Петро шагнул к девушке, поглядел на нее пристально и вдруг прижал ее голову к своей груди и прошептал:
— Я перепугался за тебя. Больно?
С наступлением лета Старик с группой разведчиков по поручению Давыдова ходил в соседний партизанский отряд за батареями для рации. На поход ушла целая неделя. Соседи батареями поделились по-братски. На обратном пути разведчики никаких боевых дел не замышляли, хотя у Щуко чесались руки. И Петро не вытерпел, когда увидел на проселочной дороге две легковые машины, которые сопровождала танкетка. Грех было не воспользоваться случаем, удача сама лезла в руки. Разведчиков было пятнадцать, вооружение — автоматы, гранаты и даже ручной пулемет Дегтярева. Местность открытая, только к повороту дороги жался березовый колок, поэтому немцы ничего не опасались. Но когда машины поравнялись с колком, в них полетели гранаты и обрушился шквал автоматного огня. Кончено было за несколько минут. Танкетка горела. Одну легковую машину взрывом перевернуло. Другая носом сунулась в кювет. В этой машине разведчики обнаружили труп генерал-лейтенанта, при нем был вместительный портфель с документами. У Давыдова, когда он брал портфель, от волнения вспотели руки. Не каждый день партизанам попадали генеральские документы. И были они исключительной важности. Нужно было немедленно доставить их в штаб фронта. Самолет отряд принять не мог, решили послать через линию фронта группу партизан. Вызвалась идти и Люся — она хорошо знала эти места. Петро был рад и не рад. На большой земле Люся могла немного отдохнуть, тем более, что Давыдов разрешил ей задержаться на недельку-другую. Но Петро знал — без Люси будет тосковать, нетерпеливо считать дни до ее возвращения.

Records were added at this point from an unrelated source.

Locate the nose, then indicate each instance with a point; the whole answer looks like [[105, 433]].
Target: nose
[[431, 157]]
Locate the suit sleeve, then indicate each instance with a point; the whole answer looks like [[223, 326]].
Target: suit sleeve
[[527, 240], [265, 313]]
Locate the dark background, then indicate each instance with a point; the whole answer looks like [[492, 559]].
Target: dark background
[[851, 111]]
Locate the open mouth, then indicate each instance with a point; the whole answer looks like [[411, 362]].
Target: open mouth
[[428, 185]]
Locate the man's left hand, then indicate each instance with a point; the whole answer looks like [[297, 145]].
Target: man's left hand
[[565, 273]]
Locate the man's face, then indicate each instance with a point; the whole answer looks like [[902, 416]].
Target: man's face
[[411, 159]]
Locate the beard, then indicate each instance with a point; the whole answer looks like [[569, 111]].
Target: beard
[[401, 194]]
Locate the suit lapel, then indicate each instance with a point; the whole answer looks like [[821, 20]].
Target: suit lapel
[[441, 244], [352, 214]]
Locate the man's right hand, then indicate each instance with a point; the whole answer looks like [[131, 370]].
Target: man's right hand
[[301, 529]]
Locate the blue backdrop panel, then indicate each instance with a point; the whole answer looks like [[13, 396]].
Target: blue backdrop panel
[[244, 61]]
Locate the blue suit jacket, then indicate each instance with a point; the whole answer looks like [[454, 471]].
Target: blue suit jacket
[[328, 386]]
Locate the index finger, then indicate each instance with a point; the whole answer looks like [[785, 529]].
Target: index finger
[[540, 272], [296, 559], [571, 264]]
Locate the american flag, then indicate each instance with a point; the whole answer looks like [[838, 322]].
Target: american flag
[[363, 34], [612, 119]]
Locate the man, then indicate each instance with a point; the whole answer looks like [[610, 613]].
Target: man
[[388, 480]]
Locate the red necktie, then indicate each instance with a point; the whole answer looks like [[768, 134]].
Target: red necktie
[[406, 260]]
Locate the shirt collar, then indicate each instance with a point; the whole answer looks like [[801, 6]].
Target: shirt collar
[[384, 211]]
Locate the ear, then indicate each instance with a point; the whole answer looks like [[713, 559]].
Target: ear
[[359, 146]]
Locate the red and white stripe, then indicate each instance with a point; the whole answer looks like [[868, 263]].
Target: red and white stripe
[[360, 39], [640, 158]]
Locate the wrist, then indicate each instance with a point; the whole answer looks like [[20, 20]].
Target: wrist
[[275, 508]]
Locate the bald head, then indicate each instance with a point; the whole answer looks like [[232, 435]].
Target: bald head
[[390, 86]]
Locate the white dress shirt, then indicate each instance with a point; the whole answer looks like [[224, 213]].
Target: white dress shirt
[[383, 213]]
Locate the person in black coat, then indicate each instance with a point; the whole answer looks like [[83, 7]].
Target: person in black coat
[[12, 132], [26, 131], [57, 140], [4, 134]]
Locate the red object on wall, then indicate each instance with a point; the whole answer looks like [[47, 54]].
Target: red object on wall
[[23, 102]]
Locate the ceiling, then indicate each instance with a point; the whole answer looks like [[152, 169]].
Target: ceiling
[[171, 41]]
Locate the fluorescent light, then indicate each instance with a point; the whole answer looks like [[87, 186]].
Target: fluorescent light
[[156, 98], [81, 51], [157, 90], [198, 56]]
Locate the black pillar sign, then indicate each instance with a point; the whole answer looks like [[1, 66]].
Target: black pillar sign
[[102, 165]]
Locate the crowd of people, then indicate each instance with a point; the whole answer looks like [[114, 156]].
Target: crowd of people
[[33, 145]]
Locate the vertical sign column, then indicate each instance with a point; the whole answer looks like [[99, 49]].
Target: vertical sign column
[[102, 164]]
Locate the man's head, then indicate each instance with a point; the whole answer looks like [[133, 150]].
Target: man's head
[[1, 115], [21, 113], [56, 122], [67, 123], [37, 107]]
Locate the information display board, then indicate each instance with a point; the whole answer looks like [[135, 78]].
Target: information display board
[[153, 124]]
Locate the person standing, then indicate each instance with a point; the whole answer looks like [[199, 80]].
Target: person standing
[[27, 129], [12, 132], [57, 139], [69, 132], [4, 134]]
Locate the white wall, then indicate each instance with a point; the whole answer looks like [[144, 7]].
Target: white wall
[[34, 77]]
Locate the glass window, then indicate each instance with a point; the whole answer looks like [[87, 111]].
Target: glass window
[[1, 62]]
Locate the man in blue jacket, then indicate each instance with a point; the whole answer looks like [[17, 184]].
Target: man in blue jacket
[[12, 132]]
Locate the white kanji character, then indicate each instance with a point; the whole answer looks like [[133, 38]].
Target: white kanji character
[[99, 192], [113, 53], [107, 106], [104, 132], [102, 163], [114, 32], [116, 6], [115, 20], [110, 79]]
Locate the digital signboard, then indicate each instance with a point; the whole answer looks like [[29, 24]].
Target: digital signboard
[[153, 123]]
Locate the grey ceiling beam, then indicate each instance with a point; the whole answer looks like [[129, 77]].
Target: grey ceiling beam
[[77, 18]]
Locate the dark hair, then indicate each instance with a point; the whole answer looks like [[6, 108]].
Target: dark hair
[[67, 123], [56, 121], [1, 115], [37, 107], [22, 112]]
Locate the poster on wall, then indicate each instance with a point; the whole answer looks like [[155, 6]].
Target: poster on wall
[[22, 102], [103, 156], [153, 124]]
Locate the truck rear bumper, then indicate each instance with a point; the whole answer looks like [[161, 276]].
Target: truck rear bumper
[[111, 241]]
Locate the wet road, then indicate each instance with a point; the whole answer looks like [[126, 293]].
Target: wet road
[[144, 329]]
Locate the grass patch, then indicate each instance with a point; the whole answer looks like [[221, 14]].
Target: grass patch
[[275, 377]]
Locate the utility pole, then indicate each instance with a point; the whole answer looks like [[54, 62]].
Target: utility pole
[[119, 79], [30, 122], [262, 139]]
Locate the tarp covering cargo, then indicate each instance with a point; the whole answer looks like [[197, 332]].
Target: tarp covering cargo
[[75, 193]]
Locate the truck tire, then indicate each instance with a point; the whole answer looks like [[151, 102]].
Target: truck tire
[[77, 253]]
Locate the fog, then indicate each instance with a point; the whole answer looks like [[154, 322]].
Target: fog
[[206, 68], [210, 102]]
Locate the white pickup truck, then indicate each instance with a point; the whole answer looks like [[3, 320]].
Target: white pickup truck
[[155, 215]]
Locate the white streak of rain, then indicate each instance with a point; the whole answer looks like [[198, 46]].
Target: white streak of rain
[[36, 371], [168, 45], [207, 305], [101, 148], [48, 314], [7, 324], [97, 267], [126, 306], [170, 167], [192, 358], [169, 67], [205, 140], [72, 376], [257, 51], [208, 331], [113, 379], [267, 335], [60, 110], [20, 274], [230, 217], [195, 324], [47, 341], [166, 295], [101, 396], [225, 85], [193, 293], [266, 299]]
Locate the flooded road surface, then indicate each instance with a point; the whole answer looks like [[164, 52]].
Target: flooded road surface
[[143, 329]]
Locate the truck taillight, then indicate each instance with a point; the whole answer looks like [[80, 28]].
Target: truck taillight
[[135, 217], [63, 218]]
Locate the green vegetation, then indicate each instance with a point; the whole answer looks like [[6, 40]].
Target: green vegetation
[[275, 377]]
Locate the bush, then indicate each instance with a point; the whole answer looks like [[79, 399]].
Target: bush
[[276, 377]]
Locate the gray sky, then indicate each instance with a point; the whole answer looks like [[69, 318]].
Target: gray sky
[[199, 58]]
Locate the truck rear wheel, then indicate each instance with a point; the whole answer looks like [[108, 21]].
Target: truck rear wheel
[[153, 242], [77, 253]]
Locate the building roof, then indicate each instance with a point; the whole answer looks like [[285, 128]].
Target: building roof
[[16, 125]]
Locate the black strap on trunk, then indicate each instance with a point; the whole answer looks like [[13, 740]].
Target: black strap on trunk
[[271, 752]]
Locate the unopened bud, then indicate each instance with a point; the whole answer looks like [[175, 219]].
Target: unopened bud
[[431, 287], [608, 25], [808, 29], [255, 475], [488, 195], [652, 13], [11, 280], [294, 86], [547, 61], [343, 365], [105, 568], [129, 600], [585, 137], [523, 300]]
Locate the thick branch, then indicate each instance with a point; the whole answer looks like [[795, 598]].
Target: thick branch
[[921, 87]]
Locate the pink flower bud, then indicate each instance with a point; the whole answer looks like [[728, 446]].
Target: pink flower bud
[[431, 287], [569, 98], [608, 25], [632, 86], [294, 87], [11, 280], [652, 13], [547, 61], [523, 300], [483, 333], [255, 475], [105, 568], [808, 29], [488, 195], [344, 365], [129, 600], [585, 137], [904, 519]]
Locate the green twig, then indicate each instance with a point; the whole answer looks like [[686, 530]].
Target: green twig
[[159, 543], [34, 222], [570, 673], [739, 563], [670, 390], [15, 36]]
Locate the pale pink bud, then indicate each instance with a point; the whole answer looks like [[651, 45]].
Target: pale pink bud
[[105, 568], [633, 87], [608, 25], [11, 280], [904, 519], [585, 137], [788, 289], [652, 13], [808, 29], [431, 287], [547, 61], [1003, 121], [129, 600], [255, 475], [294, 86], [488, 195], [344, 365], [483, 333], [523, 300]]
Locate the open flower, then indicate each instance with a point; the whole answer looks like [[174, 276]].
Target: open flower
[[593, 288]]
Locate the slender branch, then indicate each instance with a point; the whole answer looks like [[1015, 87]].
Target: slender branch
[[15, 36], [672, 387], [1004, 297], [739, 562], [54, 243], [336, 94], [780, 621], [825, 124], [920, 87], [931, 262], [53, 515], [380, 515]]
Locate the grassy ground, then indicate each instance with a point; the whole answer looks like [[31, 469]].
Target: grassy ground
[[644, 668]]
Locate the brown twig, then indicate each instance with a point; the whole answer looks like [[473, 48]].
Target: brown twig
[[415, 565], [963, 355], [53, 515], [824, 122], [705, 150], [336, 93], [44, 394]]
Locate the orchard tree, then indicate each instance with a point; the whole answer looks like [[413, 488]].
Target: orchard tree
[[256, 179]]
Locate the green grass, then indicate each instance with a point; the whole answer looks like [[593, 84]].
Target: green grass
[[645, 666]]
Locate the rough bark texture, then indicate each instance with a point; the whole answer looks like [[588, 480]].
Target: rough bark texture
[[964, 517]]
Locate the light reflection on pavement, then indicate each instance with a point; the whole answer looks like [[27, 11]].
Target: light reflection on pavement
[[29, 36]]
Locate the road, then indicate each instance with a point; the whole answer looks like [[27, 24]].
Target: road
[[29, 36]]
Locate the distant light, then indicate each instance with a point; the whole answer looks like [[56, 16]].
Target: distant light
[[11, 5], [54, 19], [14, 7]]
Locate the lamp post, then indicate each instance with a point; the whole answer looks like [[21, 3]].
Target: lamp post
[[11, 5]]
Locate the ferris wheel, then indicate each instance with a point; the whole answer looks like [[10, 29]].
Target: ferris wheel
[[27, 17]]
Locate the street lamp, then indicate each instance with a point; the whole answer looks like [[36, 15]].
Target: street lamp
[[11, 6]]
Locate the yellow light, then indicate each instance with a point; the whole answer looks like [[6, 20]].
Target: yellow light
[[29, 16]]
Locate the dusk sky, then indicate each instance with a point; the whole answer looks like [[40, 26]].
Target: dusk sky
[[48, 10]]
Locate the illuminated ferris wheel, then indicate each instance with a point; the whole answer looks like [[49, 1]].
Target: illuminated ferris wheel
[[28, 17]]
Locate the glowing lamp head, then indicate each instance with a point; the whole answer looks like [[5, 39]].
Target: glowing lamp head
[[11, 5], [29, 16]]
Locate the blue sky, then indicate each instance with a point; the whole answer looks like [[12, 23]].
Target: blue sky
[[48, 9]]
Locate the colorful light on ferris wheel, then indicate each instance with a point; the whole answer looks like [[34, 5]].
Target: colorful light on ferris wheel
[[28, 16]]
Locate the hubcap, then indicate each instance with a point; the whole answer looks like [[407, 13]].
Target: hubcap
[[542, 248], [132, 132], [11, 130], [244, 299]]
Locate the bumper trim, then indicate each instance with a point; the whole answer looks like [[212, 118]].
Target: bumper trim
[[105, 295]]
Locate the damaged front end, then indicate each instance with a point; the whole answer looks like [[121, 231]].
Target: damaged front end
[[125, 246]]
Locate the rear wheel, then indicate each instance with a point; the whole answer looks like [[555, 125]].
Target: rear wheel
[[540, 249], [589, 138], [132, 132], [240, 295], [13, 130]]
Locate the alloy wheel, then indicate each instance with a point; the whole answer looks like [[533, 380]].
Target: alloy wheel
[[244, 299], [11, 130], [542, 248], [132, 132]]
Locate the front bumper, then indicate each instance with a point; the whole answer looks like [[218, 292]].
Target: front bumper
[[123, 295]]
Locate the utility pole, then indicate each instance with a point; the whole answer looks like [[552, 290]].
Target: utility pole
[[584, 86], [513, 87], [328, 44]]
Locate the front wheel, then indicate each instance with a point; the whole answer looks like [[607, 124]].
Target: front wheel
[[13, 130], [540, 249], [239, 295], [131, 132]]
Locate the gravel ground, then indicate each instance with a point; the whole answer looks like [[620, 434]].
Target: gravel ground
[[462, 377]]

Настал прощальный вечер. Петро и Люся ушли за линию постов, подальше от любопытных глаз. Облюбовали на краю поляны раскидистую березу и уселись под нею. Место глухое, едва ли сюда мог кто заглянуть.
Разговаривали мало. И о чем было говорить? Объяснились они давно, еще зимой, когда Люсю ранил полицай. Между ними шел разговор молчаливый, им только одним понятный. В этом разговоре имело значение все — и особый поворот головы, и мягкое движение руки, и тихая улыбка, и невольный вздох.
Сидели плечом к плечу, слушали сонное дыхание листвы над головой и неугомонный треск кузнечиков.
Петро одной рукой обнял Люсю, покрепче прижал к себе, и она доверчиво положила ему голову, на плечо, ласковая, всегда улыбчивая и понятная-понятная, как никто другой. На коленях у них лежали не цветы, а холодные автоматы, неразлучные спутники и надежные защитники.